My handicap must be wrong, why I can never get near it?
There are a number of reasons that you don’t often shoot a net 72 (or better).
First of all, and contrary to much popular opinion, a player’s handicap is intended to show a player’s potential, not a player’s average score.
The frequency with which a player will play to their handicap is a function of that golfer’s handicap, as low handicappers are statistically more consistent than higher handicappers.
The shortfall is mainly the result of only taking your best 10 scores to calculate your handicap and NOT all of them. though there are other factors.
One of those other factors is that shooting a 10 on a par 3 will not help your handicap go up much, as your score for handicap calculation purposes will be restricted to a maximum of 1,2 or 3 over par dependent upon your current handicap with the lower your handicap meaning the less over par you will be credited with in the calculation.
Yet another factor is that having taken only your 10 best (from 2020 8 best) rounds (assuming you have full complement of 20 scorecards) 4% is then deducted. Please don’t ask why 4%, we have no idea but that’s what they do.
Perhaps the most frequently heard gripe from Newcomers is that their handicap is far too low and part of the issue is invariably that while they are accumulating the full complement of 20 scorecards necessary, one or more good scores amongst a plethora of bad can have a disproportionate effect on the calculated handicap.
Opposite is the number of low scores used in calculating your handicap as the number of rounds played increases up to the maximum.
Why does my handicap change from course to course?
Tee Set has long adopted the USGA method of assessing handicaps from the player’s scores from his most recent rounds, and the course rating and slope of the course involved in those rounds. A “handicap differential” is calculated from the scores, using the course slope and rating, and the player’s handicap differentials are used to calculate the player’s handicap.

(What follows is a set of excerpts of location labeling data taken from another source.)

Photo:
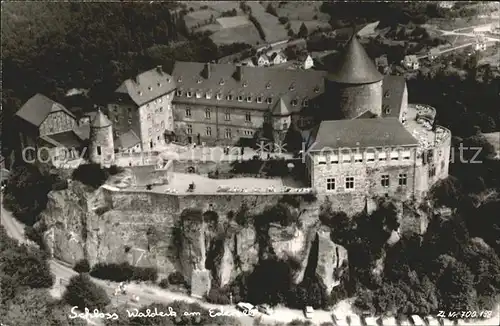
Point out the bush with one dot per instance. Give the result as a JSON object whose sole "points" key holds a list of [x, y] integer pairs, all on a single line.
{"points": [[83, 293], [164, 284], [91, 175], [123, 272], [176, 278], [283, 20], [218, 296], [82, 266]]}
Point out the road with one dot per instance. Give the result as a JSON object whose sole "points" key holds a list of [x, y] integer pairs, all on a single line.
{"points": [[150, 294]]}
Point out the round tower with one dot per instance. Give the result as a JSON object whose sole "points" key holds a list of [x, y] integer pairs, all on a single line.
{"points": [[354, 83], [102, 147]]}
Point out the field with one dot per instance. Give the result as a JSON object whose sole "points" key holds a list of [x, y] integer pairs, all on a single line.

I had a terrible (or wonderful) round last week but my USGA handicap hasn’t changed, why not?
The main reason is probably that your terrible round last week was worse than your tenth (from 2020 eighth) best round in the last 20 rounds we have for you – this means that there is no change in the data upon which your handicap is being calculated.

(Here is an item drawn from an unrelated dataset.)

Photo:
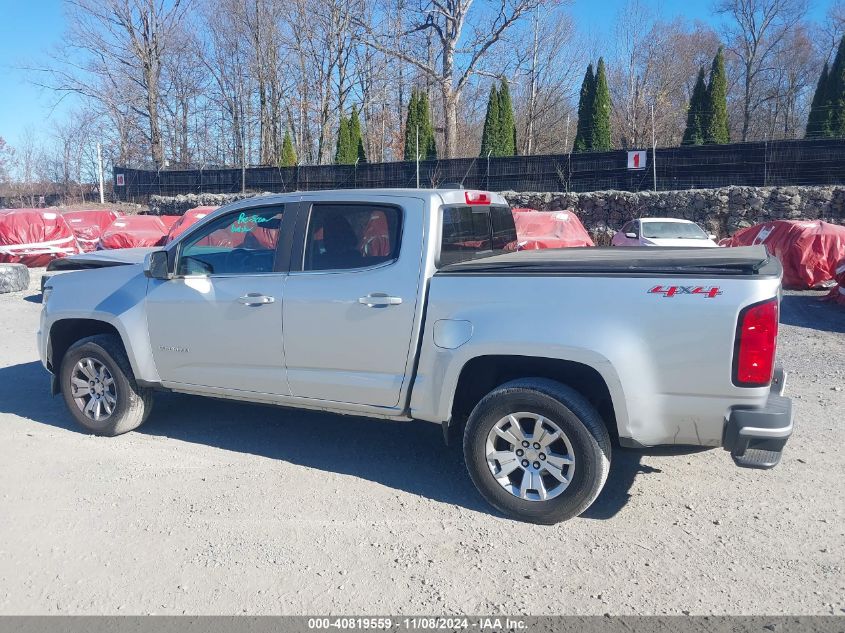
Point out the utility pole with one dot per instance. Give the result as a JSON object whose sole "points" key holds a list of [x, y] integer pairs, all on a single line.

Another possible reason is that, normally, cards from one Sunday are input the following Sunday meaning there is potentially a short delay before you are playing on a handicap based on your round today.
I played with Tee Set a few years ago and have now returned to work in Jakarta, will those rounds be good for establishing my handicap or do I have to start again?
The short answer is no – and you have to start again! Your handicap is intended to reflect your current playing level and not that of a year or more ago. Results older than 1 year are, admittedly spasmodically, marked as not to be used for handicap calculation.
Scratch and Bogey Golfers
Under the USGA system a golfer whose handicap is zero is called a “scratch golfer.” A golfer whose handicap is approximately 18 is called a “bogey golfer.” It is possible to have a handicap below 0; these are referred to as ‘plus’ handicaps, and at the end of the round, a ‘plus’ handicap golfer must add his handicap to his score. If his handicap is a plus number, like +3, then adding that number to the number of total strokes will actually increase that golfer’s final score. If a player shoots a 69 and has a plus 3 handicap, his final adjusted score will be 72.
Again under the USGA system, a golf course is described by two numbers, the course rating and the slope rating. The course rating of a particular course is a number generally between 67 and 77 that is used to measure the average “good score” by a scratch golfer on that course.
The slope rating of a particular course is a number between 55 and 155 that describes the relative difficulty of a course for a bogey golfer (defined above) compared to a scratch golfer.